How to identify why workload performance on Azure SQL Managed Instance are different than SQL Server?
When you migrate your databases from SQL Server (on-premises or Azure VM) to Azure SQL Managed Instance, the first thing that you might want to do is to compare the performance of your database in new environment with the performance of the original database on the source SQL Server.
In some cases, you might see different performance of some queries or entire workload on Managed Instance compared to the performance of the source SQL Server. Managed Instance is fully-managed SQL Server database engine with built-in management operations that guarantee that automatic backups will be always taken and that your database will be 99.99% available, and some of the settings and configuration might cause performance differences.
In this article you can find some guidelines that can help you to identify the root causes of the performance differences and to optimize performance of your Managed Instance.
Compare environment settings
The first thing that you need to do is to verify that your on-premises SQL Server and Managed Instance and databases that you migrated have the similar settings and characteristics. Check do you have the same number of cores (Managed Instance uses hyper-threaded 2.4GHz processors), similar amount of memory (5.1GB/core on Managed Instance), etc.

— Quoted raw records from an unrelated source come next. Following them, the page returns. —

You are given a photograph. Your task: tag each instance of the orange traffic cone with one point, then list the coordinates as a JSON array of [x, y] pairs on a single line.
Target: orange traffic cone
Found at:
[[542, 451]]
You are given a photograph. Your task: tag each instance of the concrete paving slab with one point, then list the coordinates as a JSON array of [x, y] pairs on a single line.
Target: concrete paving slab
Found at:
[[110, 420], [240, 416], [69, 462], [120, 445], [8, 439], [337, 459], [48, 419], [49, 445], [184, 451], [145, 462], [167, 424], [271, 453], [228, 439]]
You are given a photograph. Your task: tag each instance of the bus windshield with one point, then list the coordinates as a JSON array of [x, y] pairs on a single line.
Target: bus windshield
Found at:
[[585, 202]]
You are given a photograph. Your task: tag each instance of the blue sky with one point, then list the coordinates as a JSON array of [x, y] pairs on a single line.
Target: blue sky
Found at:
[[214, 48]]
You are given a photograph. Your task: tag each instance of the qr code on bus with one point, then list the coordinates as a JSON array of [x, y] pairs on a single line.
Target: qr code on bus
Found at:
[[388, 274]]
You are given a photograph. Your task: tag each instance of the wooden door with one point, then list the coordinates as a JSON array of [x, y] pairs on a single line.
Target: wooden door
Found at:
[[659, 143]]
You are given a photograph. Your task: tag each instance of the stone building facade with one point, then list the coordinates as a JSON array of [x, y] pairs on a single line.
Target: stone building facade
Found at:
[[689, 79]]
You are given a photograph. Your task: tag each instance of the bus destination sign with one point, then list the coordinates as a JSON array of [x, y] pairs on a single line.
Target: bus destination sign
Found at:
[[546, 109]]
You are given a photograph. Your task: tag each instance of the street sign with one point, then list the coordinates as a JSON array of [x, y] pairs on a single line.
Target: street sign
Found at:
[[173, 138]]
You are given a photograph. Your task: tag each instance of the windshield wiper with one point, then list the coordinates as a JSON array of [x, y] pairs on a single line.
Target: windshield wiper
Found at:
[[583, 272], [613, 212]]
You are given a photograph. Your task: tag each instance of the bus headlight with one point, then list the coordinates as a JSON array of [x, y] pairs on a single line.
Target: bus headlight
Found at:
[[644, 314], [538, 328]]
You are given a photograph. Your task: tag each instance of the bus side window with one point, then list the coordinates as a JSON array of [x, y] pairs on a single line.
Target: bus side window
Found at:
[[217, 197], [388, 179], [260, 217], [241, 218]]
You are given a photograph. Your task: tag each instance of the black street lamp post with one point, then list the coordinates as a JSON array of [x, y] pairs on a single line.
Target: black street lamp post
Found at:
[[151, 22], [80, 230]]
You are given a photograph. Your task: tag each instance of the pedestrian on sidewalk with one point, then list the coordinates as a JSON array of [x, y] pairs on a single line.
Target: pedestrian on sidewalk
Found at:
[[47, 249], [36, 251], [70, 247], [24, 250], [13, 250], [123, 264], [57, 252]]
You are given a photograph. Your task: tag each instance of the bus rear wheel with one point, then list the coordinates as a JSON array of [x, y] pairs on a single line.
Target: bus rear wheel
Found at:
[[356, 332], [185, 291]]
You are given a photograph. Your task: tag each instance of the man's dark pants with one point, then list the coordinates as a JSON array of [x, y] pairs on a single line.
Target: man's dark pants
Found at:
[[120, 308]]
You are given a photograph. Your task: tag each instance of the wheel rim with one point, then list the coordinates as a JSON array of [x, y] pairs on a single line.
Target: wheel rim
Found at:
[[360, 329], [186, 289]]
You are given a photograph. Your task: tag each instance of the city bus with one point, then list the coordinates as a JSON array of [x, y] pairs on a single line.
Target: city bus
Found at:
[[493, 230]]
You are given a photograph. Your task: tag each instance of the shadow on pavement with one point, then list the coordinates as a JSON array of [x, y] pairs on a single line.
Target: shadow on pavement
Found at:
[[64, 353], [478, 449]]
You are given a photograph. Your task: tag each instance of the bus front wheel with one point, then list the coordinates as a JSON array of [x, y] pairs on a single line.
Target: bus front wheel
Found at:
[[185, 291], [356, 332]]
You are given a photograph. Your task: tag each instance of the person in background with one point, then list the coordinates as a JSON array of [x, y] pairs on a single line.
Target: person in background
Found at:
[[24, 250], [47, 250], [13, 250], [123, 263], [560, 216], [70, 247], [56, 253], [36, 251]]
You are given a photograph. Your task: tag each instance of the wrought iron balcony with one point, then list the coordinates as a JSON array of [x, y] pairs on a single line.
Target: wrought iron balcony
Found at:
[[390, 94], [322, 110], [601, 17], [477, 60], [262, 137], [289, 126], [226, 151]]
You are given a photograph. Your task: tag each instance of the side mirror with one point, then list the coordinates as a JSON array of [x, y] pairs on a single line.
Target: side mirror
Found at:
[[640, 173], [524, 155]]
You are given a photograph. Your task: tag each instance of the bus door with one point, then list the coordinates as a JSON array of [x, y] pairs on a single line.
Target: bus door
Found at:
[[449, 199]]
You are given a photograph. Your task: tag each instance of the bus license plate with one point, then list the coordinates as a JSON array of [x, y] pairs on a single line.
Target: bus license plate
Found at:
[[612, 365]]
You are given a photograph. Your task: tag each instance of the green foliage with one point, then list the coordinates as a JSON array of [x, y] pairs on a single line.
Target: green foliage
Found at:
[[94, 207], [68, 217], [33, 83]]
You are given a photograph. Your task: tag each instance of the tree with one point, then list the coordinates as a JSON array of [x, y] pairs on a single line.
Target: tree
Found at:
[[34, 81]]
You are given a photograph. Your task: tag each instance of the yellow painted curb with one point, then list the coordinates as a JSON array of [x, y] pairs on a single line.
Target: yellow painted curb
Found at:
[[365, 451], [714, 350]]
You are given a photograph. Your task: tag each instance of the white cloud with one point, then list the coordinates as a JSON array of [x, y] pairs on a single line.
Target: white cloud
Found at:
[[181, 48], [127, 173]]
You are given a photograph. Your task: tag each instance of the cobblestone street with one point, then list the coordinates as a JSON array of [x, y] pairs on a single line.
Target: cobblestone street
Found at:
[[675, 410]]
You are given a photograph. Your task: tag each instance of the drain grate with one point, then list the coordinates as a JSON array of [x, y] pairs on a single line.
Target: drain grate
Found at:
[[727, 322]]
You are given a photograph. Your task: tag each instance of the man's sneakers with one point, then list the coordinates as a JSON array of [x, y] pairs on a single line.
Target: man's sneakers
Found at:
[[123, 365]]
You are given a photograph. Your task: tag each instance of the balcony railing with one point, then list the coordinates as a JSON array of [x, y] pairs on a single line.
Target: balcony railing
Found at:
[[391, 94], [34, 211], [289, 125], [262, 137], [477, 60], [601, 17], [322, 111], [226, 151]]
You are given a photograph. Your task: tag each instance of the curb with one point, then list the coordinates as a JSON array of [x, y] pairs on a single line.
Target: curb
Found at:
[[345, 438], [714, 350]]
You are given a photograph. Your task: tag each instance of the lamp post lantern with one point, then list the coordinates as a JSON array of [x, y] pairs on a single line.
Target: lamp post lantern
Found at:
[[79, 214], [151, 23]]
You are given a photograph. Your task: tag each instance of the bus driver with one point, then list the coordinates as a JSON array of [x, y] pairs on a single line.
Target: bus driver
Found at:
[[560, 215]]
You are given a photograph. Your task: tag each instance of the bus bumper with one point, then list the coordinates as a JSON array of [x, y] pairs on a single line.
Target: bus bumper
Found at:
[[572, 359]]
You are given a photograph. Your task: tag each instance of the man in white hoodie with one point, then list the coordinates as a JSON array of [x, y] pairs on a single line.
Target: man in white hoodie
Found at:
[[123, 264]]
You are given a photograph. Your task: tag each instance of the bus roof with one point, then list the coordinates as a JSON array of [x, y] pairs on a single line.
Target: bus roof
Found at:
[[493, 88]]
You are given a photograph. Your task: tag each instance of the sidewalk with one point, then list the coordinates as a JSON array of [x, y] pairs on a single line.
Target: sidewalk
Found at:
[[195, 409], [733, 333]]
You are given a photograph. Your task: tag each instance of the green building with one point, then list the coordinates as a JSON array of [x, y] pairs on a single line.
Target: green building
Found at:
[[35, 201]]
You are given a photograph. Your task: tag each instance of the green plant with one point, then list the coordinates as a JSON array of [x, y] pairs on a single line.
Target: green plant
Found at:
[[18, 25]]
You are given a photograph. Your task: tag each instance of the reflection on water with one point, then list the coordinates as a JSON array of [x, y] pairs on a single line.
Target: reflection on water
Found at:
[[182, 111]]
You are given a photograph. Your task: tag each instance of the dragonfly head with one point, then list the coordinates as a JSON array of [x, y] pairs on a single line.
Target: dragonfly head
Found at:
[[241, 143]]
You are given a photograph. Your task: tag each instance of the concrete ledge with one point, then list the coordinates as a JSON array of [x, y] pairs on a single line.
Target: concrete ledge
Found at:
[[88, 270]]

There is also a large set of properties that might be different and that can cause the performance difference such as recovery model, compatibility level, enabled encryption, etc. In this story you can find a script that compares the settings on your SQL Server and Managed Instance as shown in the following figure:
In this case, different MAXDOP and encryption might cause the performance differences. It would be good to align the settings in order to make apple-to-apple comparison.
You don’t need to take some immediate action whenever you see some difference or assume that any difference listed here can the cause the performance issue. If possible, try to modify the settings on Managed Instance to match SQL Server in order to make apple-to-apple comparison. If this is not possible, just keep in mind these differences because they might indicate the issue in correlation with some of the findings in the following sections.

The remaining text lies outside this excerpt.